Sulfur‐Embedded Pure Green Multiple Resonance TADF Emitters: Optimizing Photophysical and Electroluminescent Properties

Two pure green multiple resonance thermally activated delayed fluorescence (MR-TADF) emitters are reported here by utilizing benzothienocarbazole groups with sulfur atoms connecting with the 3-position carbon atoms of carbazole units, which are named Th-Cz-BN3 and Th-Cz-BN6. Although their molecular structures are similar, significant differences in energy splitting and spin-orbit coupling between the singlet and triplet excited states are exhibited, resulting from the differences in steric configurations and consequent electronic structures.
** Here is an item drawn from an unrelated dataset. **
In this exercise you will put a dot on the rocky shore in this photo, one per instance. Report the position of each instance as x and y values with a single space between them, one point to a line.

The Th-Cz-BN3 and Th-Cz-BN6-based devices display pure green emission with Commission Internationale de L'Eclairage (CIE) y values exceeding 0.7 and maximum external quantum efficiencies of over 34.0%. Moreover, the Th-Cz-BN3-based non-sensitized device exhibits remarkable efficiency roll-offs of 0.3 and 16.8% at 100 and 1000 cd m^-2, respectively, which can be ascribed to the rapid rates of radiative transition and reverse intersystem crossing processes. The results not only achieve sulfur-embedded pure green MR-TADF emitters but also pave the way for designing highly efficient MR-TADF emitters with suppressed efficiency roll-offs.